Saturation Metrics 7

“Ts140i” has four CPU cores, and as you can see the Normalized CPU load stays below one. You may wonder why isn’t it closer to 0.25 in this case, with one active thread and four cores available? The reason is at exactly the time when the metrics are being captured, there often happen to be an additional two to three threads active to facilitate the process. They are only active for a very few milliseconds at the time, so they do not produce much load — but they tend to skew the number a little bit.

Let’s now run with four threads. The number of threads matches the number of CPU cores available (and it is true cores in this case, no hyperthreading). In this case, don’t expect too much increase in the event processing time.

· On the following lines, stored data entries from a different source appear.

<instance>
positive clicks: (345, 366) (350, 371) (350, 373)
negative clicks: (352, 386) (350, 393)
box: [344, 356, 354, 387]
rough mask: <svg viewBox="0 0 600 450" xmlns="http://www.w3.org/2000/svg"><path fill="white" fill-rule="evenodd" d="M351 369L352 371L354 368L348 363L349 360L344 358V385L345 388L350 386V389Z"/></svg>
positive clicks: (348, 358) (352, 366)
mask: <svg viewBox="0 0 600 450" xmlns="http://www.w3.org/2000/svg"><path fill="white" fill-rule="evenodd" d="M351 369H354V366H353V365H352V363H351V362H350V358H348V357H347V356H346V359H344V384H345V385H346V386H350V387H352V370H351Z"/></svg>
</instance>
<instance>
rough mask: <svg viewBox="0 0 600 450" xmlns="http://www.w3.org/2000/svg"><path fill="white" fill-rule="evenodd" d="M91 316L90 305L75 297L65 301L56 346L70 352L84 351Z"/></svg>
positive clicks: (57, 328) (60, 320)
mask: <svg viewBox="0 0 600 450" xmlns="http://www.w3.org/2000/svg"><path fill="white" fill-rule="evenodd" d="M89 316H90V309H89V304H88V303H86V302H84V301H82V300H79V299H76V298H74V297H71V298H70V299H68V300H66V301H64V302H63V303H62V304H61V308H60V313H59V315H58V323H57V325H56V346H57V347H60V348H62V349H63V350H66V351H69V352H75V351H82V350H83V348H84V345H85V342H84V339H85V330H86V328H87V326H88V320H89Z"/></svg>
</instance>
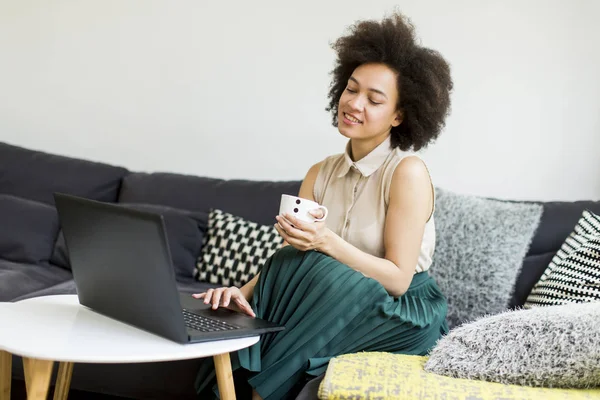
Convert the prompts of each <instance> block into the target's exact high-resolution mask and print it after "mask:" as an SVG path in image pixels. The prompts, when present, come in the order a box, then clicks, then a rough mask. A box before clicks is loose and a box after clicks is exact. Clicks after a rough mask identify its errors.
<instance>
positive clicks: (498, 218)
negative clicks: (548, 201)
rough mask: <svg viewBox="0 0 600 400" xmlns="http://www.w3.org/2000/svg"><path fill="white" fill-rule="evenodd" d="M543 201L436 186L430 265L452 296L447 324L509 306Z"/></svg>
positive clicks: (500, 311) (458, 323) (447, 298)
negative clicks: (542, 201)
mask: <svg viewBox="0 0 600 400" xmlns="http://www.w3.org/2000/svg"><path fill="white" fill-rule="evenodd" d="M542 210H543V208H542V206H541V205H540V204H534V203H518V202H507V201H501V200H493V199H485V198H482V197H477V196H470V195H463V194H457V193H453V192H451V191H449V190H445V189H441V188H437V189H436V212H435V225H436V249H435V254H434V255H433V264H432V266H431V269H430V271H429V272H430V275H432V276H433V277H434V278H435V279H436V281H437V283H438V285H439V287H440V289H441V290H442V292H443V293H444V294H445V295H446V297H447V299H448V325H449V326H450V328H453V327H455V326H457V325H460V324H461V323H463V322H464V321H467V320H473V319H475V318H477V317H479V316H482V315H485V314H496V313H498V312H501V311H503V310H505V309H506V308H507V307H508V303H509V301H510V296H511V294H512V290H513V287H514V284H515V281H516V278H517V274H518V272H519V270H520V268H521V265H522V263H523V258H524V257H525V255H526V253H527V250H528V248H529V244H530V243H531V240H532V239H533V235H534V233H535V230H536V228H537V226H538V224H539V222H540V218H541V215H542Z"/></svg>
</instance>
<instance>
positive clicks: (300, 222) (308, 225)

root@ts140i:/mnt/data# sysbench cpu  --cpu-max-prime=100000 --threads=4 --time=300 run
sysbench 1.0.7 (using bundled LuaJIT 2.1.0-beta2)
Running the test with following options:
Number of threads: 4
Initializing random number generator from current time
Prime numbers limit: 100000
Initializing worker threads...
Threads started!
General statistics:
   total time:                          300.0215s
   total number of events:              48285
Latency (ms):
        min:                                 24.19
        avg:                                 24.85
        max:                                 43.61
        95th percentile:                     24.83
        sum:                            1200033.93

As you see test confirms the theory – we have avg latency increased just by about 6%  with Normalized CPU load in saturation metrics mostly hovering between 1 and 2:

Saturation Metrics 8

Let’s now do the test with 16 threads, which is four times more than available CPU cores. We should see the latency dramatically increase due to CPU overload (or saturation). The same will happen to your CPU bound MySQL queries if you have more concurrency than CPUs available.

root@ts140i:/mnt/data# sysbench cpu  --cpu-max-prime=100000 --threads=16 --time=300 run
sysbench 1.0.7 (using bundled LuaJIT 2.1.0-beta2)
Running the test with following options:
Number of threads: 16
Initializing random number generator from current time
Prime numbers limit: 100000
Initializing worker threads...
Threads started!
General statistics:
   total time:                          300.0570s
   total number of events:              48269
Latency (ms):
        min:                                 27.83
        avg:                                 99.44
        max:                                189.05
        95th percentile:                    121.08
        sum:                            4799856.52

We can see it takes about four times longer to process each request due to CPU overload and queueing. Let’s see what saturation metrics tell us:

Saturation Metrics 9

As you can see, Normalized CPU Load floats between four and five on the graph, consistent with saturation we’re observing.

You may ask does the CPU utilization graph help us here? Not really. You will see 100% CPU usage for both the run with four threads and 16 threads, while request latencies are completely different.   

Summary

As we can see from our test, Normalized CPU Load is very helpful for understanding when the CPU is overloaded. An overloaded CPU causes response times to increase and performance to degrade. Furthermore, you can use it to (roughly) see how serious the overload is. As a rule of thumb, if you see Normalized CPU saturation over two, it indicates your CPUs are overloaded.